Vincent Yao appeared on Sveriges Radio to discuss Taiwan-Somaliland relations, Hong Kong security law

Taiwan’s Representative to Sweden Vincent Yao (姚金祥) accepted an exclusive interview with Radio Sweden to discuss the establishment of representative offices between Taiwan and Somaliland and the impact of Beijing’s new national security law on Hong Kong.

On Wednesday (Aug. 19), Yao gave an interview on Sveriges Radio, stating that Taiwan is actively expanding its presence in Africa, and after several consultations with Somaliland, the two nations decided to mutually set up representative offices. Yao stated that eight other countries, the EU, as well as a number of international organizations, have set up official representative offices in Somaliland, CNA reported.

He added that the East African country also has representative offices in 22 countries, including Sweden.

Yao emphasized that Somaliland’s location is strategically important and that cooperation between the two countries in agriculture, fishing, energy, mining, and information and communications is bound to expand.

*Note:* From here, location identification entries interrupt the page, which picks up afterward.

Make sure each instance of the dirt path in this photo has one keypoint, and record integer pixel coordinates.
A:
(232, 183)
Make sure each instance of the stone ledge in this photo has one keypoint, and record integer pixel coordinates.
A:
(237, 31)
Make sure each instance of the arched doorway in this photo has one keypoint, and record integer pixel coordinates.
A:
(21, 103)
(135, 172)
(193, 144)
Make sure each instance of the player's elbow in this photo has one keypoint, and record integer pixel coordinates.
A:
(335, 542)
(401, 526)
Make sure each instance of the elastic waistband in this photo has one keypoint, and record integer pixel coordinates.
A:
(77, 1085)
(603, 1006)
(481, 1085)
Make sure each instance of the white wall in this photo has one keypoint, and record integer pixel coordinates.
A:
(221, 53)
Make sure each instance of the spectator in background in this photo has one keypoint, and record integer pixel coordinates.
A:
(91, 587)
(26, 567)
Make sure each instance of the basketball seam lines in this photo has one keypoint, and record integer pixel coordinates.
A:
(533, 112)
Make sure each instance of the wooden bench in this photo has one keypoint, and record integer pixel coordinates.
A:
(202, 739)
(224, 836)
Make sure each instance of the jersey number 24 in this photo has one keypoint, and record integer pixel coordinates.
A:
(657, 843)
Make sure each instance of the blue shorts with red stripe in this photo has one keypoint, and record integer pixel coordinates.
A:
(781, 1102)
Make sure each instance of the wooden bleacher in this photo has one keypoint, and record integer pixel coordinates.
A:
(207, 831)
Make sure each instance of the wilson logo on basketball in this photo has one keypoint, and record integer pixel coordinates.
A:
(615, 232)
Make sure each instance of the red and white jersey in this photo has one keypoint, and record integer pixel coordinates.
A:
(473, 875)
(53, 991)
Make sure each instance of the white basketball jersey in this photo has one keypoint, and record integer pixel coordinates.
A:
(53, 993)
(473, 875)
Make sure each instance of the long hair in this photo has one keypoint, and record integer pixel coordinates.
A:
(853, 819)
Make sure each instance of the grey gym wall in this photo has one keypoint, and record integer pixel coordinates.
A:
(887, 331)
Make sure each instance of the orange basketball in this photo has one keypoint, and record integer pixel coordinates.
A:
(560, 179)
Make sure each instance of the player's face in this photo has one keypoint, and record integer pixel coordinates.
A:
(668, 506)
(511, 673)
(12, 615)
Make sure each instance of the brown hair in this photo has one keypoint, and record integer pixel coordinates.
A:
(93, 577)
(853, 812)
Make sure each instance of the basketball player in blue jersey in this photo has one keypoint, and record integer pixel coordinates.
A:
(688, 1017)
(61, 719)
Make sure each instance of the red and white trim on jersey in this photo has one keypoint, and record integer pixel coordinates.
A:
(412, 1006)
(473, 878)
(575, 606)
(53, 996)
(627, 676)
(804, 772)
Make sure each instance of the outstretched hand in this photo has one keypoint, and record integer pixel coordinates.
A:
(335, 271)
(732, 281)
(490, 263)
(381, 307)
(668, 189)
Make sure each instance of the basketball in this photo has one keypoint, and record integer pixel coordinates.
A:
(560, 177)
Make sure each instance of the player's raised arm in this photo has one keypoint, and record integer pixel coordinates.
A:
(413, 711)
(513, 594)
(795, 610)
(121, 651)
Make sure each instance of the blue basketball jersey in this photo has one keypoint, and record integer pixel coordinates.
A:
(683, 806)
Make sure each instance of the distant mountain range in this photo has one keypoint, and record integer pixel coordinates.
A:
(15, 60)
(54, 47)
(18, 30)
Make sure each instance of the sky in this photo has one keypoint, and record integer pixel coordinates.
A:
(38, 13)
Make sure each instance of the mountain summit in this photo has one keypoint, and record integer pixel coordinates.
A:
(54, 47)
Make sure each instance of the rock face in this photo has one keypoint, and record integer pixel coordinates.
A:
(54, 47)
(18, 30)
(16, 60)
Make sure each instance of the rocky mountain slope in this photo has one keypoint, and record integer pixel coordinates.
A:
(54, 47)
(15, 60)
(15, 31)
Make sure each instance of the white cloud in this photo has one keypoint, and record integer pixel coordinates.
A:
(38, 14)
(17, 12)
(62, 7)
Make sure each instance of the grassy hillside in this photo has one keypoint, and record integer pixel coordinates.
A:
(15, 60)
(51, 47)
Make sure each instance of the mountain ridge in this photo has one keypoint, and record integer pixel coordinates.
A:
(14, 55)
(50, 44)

When asked whether Taiwan might become the next target of the Hong Kong National Security Act, Yao said that the nation is different from Hong Kong, as it has never been under Chinese Communist Party (CCP) rule. Moreover, he said that the people in Taiwan have a good understanding of the nature of the CCP and do not believe or accept the “one country, two systems” framework.

Yao pointed out that the Hong Kong National Security Law applies to all countries, and the goal is to sever Hong Kong’s connection with the world. Taiwan hopes that the international community can condemn this law and support Hong Kong’s democracy and freedom.

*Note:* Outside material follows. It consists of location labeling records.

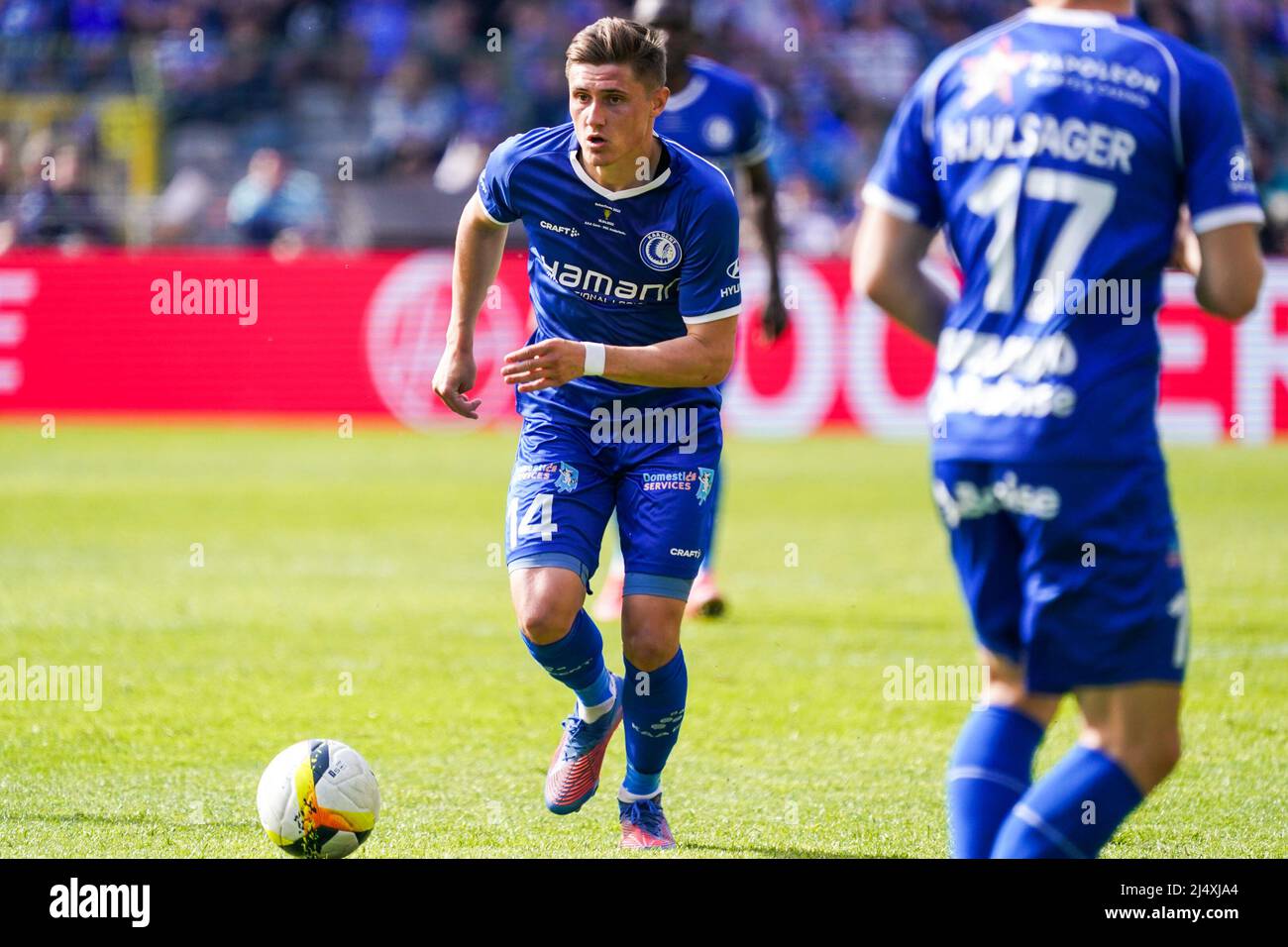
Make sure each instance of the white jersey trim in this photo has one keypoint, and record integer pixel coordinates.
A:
(711, 316)
(614, 195)
(900, 208)
(1232, 214)
(488, 215)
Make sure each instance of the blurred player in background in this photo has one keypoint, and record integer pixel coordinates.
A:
(719, 115)
(632, 266)
(1057, 150)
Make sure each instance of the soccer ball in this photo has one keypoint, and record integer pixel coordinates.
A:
(318, 799)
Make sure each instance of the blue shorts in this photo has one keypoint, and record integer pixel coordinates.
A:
(567, 482)
(1072, 571)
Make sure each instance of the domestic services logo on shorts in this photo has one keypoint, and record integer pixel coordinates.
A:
(567, 480)
(660, 250)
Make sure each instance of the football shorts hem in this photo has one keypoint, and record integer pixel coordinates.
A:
(648, 583)
(553, 561)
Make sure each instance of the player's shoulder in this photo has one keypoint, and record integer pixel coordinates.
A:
(724, 78)
(1192, 62)
(535, 142)
(953, 55)
(699, 179)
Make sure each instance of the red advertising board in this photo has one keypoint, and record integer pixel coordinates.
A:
(329, 334)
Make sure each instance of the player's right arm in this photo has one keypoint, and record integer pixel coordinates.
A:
(1218, 234)
(480, 243)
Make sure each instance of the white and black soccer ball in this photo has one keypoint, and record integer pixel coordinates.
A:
(318, 799)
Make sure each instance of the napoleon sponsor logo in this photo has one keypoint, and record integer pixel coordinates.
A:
(75, 899)
(601, 287)
(559, 228)
(660, 250)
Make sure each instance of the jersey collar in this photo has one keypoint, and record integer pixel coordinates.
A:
(616, 195)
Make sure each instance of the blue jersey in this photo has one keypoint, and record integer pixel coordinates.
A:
(1056, 150)
(719, 115)
(626, 266)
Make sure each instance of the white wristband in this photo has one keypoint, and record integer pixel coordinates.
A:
(593, 359)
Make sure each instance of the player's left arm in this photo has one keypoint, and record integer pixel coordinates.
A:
(1218, 232)
(773, 318)
(754, 150)
(902, 210)
(887, 268)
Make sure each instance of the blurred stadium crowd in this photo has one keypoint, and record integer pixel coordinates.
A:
(364, 123)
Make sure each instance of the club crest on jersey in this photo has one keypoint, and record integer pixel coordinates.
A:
(567, 479)
(660, 250)
(706, 476)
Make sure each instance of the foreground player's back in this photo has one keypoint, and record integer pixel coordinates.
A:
(1056, 149)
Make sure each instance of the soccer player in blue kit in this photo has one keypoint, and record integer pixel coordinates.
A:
(1056, 150)
(632, 269)
(720, 115)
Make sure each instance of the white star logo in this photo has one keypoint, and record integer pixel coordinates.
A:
(992, 73)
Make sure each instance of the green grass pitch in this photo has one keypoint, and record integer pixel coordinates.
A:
(368, 565)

Swedish Sinologist Torbjorn Loden, who was also invited on the program, said that the more negative China’s international image becomes, the more likely Beijing will engage in a diplomatic battle with Taipei.

The content of the Hong Kong National Security Law exposes the CCP’s ambitions and scares the “truth-tellers,” making him fearful of the situation in the formerly autonomous territory.

Radio Sweden, established in 1925, is Sweden’s most important public radio station. Yao’s appearance on the radio program is the first time that Taiwan’s representative in Sweden has been invited for an interview on such a significant outlet in Swedish media.